Data were presented as mean ± standard error of the mean using the SPSS version 13.0 Software (SPSS, Southern Medical University, China). Statistical analysis was performed using the independent sample test. The value P < 0.05 indicated statistical significance. In 20 patients with PWSs, the mean values of the curation were effects evaluated by the clinicians and the RGB color measuring and analyzing system. We also calculated Spearman's rho correlation coefficients of the treatment effects between the clinicians and the color analysis system.
Results | |  |
The mean treatment effect was 51.6 ± 24% by RGB method, ranging from 2% to 98%, and that of the clinician evaluation was 47.13 ± 24.6%, ranging from 15% to 90%. There was no statistically significant difference in the treatment effects as evaluated by both the clinicians and the RGB measuring and analyzing system method on average (P = 0.562). The correlation coefficient between the RGB measuring and analyzing system method and experienced clinicians' visual estimation was 0.87. Pre- and post-treatment computer-aided analysis report for every PWSs patient is shown in [Table 1] and classification of the treatment effects of PWSs is shown in [Table 2]. | Table 2: Classification of treatment effects of port-wine stains into five categories by red, green, and blue method and six clinicians both on average (n=20)
Click here to view |
Discussion | |  |
Digital imaging, a convenient method of recording the appearance of a lesion at a given time, allows the comparison of the treatment effects on lesions such as PWSs. Traditional methods measure the color directly. Reflectance spectrophotometry can be susceptible to "lateral diffusion error," whereby some light that penetrates the surface of the skin is reflected from the inside of the skin, but cannot be detected by the integrating sphere. Laser Doppler flowmetry is sensitive to medications, gas stimulants, temperature change, and toxic gases, so it is limited in conducting multiple analysis of the lesion. [6] Tristimulus Colorimetry (Minolta, Osaka, Japan), a tool which measures the L*a*b* color parameters, can quantify color values, [5] but it is expensive and also prone to skin surface contact errors. [7] PWSs were measured using L*a*b* color coordinates, but it cannot accurately measure the size of areas for PWSs. RGB measuring and analyzing system demonstrated the potential as an investigative tool for PWSs assessment.

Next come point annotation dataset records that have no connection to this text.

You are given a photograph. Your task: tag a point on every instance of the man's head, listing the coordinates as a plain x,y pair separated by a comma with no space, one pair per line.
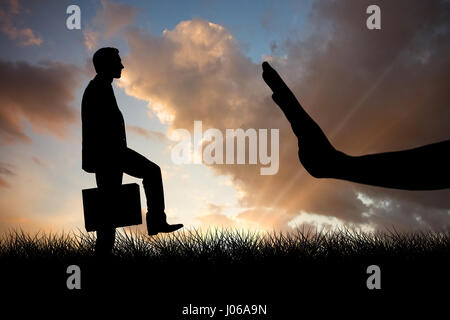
107,62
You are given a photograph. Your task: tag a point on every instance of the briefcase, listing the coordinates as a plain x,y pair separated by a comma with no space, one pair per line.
115,208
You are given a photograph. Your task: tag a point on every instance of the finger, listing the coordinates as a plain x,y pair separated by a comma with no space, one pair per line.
272,78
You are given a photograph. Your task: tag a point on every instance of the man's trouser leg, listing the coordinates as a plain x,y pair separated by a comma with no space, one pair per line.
138,166
107,179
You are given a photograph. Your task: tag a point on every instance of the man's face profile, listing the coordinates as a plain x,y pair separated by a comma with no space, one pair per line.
116,66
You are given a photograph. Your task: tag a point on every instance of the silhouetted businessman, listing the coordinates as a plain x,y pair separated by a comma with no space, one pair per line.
105,150
423,168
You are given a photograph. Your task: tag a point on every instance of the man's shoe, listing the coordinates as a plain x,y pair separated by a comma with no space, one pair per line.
157,224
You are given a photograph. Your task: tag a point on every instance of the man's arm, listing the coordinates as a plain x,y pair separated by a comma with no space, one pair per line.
424,168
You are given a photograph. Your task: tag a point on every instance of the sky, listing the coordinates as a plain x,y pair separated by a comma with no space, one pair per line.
370,91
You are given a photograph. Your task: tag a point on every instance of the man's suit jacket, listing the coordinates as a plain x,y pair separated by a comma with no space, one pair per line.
103,128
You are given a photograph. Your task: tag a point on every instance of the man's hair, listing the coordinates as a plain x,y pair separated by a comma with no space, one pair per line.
103,57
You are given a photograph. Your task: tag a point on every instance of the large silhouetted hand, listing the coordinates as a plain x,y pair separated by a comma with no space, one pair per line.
423,168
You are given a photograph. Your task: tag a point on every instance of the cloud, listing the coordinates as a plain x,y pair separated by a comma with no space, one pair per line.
108,22
5,170
148,134
39,94
370,91
25,36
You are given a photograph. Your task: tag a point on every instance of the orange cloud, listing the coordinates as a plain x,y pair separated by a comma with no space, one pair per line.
371,92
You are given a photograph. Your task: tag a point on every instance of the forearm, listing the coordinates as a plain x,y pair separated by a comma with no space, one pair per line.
423,168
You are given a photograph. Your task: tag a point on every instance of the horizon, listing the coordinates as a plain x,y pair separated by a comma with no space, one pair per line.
370,90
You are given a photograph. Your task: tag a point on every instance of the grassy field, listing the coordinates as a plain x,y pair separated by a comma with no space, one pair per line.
220,265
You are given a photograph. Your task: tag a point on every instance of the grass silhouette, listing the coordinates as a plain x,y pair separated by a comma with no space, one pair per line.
220,245
230,266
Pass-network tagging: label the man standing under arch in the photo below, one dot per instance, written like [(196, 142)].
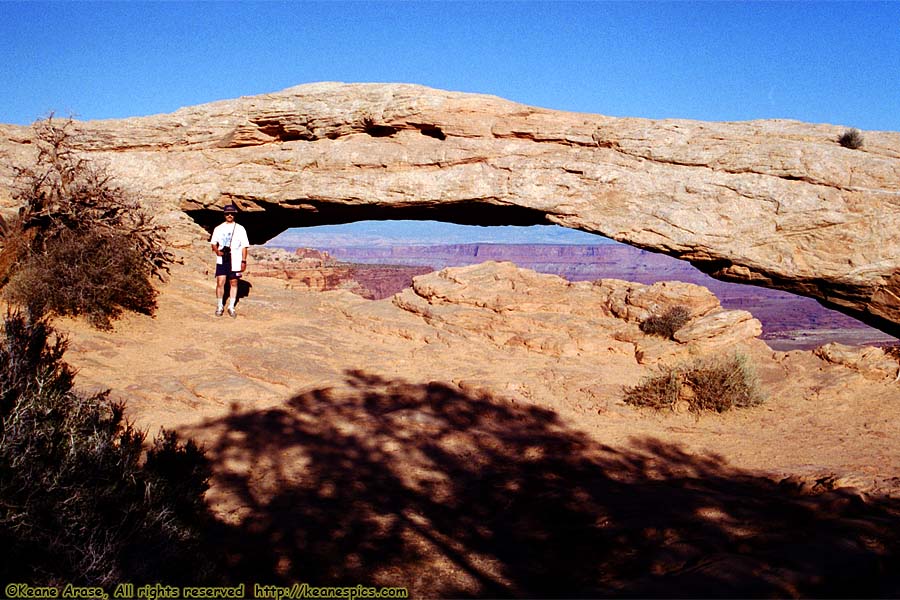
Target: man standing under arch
[(229, 244)]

There are some subjective and qualitative evaluations of the treatment effects on PWSs. Widdowson et al. [8] constructed a novel PWSs phantom and measurement of color by digital imaging and reflectance spectrophotometry. The results show that skin phantom can be an investigative tool for color assessment. PWSs performed effective treatment using the L*a*b* color classification system assessment. Rah et al. showed a closer correlation with the physician's score than all other indices, yielding a Spearman's rank correlation coefficient of 0.89. [5]
Widdowson et al. [9] designed phantoms which primarily suggest the relationship between color and depth of blood within human PWSs skin. Color varies considerably as the depth of vasculature within the skin is varied. [10] This is described by a linear relationship between hue and the depth of the blood layer within the samples (R 2 = 0.99). Hue is an intuitive method of describing color, as it corresponds to the process whereby humans describe and perceive a visualized color. In this study, as the depth of the blood layer in the models increased, the hue was seen to change from near pure red to purple. [9]
The clinical experiments suggest that robot-assisted PDT treatment of PWSs can reduce the possibility of skin burns by improving the uniformity of laser irradiation. Such treatment may release doctors from repetitive manual work. Therefore, the development and clinical application of the robot system is useful in assisting doctors in the treatment of PWSs. [11]
Conclusions | |  |
RGB color measure and analysis system demonstrates a useful tool to evaluate the treatment effects of PWSs. The method provides an objective, accurate, quantitative, and cost-effective way of accessing the clinical PWSs.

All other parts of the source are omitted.